Member of the Minnesota Senate from the 17th district
- In office January 1, 1973 – January 4, 1981

Member of the Minnesota House of Representatives from the 51A district
- In office January 2, 1967 – December 31, 1972

Member of the St. Cloud City Council
- In office 1960–1964

Personal details
- Born: February 26, 1917 Minneapolis, Minnesota, U.S.
- Died: August 3, 1988 (aged 71) St.

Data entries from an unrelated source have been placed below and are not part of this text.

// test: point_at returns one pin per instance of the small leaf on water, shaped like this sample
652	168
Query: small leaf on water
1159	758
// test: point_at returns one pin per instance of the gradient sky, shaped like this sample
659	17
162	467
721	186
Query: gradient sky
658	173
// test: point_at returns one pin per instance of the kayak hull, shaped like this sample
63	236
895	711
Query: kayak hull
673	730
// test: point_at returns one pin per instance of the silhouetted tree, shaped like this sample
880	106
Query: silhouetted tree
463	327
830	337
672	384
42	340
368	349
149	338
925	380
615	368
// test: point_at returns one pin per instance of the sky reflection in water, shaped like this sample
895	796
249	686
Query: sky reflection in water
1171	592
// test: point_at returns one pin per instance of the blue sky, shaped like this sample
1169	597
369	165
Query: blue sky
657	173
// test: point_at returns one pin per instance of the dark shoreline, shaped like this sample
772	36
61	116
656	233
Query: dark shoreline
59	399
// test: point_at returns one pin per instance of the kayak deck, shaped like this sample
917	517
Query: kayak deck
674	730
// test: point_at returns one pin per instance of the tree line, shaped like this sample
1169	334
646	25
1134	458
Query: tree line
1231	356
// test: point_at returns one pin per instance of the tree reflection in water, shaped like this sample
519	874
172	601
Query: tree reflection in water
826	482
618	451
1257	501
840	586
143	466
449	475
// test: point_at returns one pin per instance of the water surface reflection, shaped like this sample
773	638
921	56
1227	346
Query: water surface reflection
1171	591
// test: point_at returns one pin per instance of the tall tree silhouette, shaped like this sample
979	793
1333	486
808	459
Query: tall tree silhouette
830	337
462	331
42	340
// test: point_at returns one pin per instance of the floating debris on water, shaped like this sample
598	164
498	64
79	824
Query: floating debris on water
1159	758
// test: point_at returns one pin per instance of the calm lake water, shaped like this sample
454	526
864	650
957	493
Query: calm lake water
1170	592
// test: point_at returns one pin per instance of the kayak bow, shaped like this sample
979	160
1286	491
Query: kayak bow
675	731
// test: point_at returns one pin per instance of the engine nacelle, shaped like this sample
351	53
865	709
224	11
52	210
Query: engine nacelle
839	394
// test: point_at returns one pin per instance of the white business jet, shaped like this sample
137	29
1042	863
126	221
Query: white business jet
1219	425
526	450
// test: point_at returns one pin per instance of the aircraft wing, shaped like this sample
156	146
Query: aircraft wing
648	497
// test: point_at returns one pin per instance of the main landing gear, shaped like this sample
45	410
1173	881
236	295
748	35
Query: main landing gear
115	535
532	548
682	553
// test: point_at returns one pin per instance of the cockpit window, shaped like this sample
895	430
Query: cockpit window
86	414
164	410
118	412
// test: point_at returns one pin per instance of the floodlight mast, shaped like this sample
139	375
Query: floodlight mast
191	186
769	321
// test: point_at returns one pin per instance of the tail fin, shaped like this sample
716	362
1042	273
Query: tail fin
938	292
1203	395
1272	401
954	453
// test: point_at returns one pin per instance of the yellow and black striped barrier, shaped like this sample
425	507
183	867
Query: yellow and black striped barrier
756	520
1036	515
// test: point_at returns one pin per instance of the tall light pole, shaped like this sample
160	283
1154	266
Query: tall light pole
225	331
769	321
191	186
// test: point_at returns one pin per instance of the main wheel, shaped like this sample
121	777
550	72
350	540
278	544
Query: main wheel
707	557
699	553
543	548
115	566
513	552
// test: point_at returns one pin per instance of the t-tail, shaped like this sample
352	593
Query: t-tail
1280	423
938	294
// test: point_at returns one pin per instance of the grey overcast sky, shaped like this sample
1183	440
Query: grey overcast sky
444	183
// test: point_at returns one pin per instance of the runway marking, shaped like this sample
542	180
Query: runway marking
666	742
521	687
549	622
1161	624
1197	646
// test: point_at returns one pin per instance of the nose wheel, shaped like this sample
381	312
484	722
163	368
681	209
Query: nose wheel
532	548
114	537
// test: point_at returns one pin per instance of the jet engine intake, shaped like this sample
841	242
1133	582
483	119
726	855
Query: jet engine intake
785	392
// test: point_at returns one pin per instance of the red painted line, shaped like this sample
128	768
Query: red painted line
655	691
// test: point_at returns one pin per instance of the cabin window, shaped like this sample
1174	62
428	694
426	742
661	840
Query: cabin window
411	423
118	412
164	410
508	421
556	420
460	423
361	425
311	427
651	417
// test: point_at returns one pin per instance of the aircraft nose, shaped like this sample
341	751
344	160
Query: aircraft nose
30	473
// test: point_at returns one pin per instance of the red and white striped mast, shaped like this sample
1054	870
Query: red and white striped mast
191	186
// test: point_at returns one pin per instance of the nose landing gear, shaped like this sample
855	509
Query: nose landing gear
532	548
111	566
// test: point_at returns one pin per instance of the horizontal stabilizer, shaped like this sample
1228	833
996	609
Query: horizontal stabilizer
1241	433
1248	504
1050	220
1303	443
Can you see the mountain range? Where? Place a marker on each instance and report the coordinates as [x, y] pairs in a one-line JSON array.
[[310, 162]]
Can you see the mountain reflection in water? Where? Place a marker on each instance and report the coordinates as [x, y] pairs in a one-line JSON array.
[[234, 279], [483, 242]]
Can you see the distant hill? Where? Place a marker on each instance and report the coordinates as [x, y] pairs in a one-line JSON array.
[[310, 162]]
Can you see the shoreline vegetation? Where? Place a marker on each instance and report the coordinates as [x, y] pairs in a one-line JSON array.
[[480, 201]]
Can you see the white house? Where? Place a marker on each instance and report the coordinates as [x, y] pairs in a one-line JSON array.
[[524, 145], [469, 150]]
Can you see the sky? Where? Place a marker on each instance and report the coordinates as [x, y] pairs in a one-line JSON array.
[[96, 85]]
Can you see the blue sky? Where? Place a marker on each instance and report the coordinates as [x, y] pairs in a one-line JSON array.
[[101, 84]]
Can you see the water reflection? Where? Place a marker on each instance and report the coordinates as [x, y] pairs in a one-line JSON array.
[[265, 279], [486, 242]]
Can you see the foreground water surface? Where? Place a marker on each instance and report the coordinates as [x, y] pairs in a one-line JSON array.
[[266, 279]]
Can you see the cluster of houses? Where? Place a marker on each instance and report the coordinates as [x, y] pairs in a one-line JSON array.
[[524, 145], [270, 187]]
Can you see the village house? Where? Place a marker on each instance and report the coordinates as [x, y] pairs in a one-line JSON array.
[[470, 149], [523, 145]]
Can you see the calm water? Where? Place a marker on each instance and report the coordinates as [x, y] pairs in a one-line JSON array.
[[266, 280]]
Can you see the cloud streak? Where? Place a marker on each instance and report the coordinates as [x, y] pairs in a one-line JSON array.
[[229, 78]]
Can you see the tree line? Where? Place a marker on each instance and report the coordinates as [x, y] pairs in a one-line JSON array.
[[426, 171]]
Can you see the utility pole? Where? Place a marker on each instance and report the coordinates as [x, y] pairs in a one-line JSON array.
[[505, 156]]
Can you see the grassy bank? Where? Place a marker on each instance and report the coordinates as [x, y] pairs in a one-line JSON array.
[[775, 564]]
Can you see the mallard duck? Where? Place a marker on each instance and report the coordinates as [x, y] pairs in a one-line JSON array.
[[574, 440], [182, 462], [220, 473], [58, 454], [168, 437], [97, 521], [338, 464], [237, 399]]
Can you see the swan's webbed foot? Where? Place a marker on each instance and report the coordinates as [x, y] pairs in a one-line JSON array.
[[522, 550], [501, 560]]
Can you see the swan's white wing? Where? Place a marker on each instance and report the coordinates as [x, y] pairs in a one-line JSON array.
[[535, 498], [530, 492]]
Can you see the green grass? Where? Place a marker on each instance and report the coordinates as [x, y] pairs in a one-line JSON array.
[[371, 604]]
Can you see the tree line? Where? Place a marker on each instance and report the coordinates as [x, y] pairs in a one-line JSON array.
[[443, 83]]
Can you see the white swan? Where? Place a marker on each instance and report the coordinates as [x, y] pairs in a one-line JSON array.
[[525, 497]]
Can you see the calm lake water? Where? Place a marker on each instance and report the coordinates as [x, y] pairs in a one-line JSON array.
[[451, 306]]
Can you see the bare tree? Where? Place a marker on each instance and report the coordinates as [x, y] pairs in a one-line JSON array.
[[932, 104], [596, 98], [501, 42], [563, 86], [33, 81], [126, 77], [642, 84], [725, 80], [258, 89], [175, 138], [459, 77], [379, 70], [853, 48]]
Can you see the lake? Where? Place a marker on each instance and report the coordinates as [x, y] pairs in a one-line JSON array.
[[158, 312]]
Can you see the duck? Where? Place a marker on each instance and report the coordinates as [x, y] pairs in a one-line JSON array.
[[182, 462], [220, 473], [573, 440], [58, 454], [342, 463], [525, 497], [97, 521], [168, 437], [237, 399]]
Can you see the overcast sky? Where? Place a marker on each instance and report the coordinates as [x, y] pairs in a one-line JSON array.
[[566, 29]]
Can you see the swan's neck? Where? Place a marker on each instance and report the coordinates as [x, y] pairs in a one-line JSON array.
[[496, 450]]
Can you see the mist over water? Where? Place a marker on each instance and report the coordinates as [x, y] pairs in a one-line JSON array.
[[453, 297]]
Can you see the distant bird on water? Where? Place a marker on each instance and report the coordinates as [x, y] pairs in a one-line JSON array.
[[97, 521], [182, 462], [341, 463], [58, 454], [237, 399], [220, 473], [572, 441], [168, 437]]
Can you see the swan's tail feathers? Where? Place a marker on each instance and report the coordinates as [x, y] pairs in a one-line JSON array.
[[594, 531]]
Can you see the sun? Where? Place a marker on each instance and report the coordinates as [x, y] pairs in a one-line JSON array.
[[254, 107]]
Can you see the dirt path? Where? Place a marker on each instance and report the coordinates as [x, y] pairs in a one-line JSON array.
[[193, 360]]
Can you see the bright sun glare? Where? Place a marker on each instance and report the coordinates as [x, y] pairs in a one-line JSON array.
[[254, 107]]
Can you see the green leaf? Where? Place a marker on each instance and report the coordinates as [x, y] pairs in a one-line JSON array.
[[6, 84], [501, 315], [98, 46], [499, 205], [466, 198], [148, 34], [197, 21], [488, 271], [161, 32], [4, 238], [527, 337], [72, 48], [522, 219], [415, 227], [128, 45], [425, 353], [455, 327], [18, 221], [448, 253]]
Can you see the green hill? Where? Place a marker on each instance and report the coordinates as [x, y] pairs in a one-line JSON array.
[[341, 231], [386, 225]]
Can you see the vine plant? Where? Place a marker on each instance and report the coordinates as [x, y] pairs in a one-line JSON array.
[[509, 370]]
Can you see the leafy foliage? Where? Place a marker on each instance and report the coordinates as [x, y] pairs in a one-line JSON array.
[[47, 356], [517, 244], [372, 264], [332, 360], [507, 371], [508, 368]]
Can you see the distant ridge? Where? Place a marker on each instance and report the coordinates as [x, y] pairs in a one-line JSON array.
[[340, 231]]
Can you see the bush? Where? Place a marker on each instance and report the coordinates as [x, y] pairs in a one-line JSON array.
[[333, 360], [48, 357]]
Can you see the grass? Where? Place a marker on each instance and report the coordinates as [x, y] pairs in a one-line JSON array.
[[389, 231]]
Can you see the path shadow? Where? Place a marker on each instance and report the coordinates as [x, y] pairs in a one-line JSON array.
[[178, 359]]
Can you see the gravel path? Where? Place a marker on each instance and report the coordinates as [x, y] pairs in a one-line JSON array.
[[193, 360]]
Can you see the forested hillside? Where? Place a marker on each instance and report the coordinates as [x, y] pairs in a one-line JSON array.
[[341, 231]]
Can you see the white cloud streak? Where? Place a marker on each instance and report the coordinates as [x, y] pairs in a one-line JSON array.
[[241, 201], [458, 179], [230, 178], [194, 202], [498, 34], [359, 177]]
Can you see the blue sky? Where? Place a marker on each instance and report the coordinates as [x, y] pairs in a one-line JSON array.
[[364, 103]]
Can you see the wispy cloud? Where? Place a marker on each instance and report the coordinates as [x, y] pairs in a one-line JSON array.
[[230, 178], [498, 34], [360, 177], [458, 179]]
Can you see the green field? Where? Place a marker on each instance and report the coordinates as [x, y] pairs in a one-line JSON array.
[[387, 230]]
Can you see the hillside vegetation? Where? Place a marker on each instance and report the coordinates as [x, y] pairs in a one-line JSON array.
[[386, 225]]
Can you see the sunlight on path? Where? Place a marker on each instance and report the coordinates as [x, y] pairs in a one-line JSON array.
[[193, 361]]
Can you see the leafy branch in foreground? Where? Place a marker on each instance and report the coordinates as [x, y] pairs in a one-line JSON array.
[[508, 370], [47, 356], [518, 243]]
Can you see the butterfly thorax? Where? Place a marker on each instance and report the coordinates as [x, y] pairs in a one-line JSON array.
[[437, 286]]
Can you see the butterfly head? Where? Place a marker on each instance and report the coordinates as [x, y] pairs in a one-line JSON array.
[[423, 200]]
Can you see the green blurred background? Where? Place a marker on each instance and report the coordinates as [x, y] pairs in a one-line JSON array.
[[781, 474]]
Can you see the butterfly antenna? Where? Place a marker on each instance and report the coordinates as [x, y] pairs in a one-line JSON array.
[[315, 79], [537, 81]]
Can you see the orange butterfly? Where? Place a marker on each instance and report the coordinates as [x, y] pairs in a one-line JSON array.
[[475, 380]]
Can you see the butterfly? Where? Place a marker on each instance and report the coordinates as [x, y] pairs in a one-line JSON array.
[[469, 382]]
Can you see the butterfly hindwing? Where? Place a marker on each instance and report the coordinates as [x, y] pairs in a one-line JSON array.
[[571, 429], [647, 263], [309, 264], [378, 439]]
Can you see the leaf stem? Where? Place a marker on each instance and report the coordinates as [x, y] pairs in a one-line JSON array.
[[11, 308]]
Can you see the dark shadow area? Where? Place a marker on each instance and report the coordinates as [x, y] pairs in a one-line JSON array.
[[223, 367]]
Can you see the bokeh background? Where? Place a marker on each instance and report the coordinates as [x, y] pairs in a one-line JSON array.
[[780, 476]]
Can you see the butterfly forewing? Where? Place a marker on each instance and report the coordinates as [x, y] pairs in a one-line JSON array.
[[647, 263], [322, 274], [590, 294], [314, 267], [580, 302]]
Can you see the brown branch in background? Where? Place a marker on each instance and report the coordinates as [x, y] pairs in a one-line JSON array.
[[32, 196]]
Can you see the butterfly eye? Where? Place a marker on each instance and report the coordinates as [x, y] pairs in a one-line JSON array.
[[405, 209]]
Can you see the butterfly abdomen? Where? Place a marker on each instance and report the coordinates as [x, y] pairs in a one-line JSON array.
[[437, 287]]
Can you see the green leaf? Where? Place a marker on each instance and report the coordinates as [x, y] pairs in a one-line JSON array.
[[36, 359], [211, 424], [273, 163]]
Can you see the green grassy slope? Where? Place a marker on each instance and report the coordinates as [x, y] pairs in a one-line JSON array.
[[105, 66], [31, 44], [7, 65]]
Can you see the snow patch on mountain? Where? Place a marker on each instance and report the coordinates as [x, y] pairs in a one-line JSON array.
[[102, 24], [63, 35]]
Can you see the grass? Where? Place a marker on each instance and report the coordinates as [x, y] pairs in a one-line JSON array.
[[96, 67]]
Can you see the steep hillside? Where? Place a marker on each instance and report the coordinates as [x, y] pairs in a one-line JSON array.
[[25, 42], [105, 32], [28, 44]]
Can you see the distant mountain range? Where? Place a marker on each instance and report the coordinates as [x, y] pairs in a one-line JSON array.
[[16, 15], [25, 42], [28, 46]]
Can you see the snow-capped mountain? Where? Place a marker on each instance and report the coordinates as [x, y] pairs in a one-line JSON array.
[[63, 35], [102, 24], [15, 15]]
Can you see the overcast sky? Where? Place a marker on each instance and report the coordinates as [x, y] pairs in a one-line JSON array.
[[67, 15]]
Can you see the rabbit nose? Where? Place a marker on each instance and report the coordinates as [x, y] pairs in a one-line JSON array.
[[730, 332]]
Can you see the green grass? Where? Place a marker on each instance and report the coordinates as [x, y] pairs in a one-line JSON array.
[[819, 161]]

Cloud, Minnesota, U.S.
- Party: Democratic (DFL)
- Spouse: Violet B.
- Children: 4
- Occupation: Politician, businessman

= Jack I. Kleinbaum =

American businessman and politician

Jack I. Kleinbaum (February 26, 1917 - August 3, 1988) was an American businessman and politician.

Kleinbaum was born in Minneapolis, Minnesota, and attended the Minneapolis vocational high school. During World War II, he worked in the Seattle-Tacoma shipyard. In 1947, he and his family moved to St. Cloud, Minnesota, where he owned and managed Jack's Outlet Stores, Inc. Kleinbaum served on the St. Cloud City Council from 1960 to 1964. In 1964, he ran for mayor of St. Cloud and lost by 43 votes. Kleinbaum served three terms each in the Minnesota House of Representatives as a Democrat from 1967 to 1972 and the Minnesota Senate from 1973 to 1980. Although he was Jewish, an uncommon religion in St. Cloud, he won elections in a city and legislative districts with a large Catholic electorate. He died at St. Cloud Hospital after suffering heart problems and other ailments. Funeral services were held at a Catholic church and he was buried in a Jewish cemetery in Richfield, Minnesota.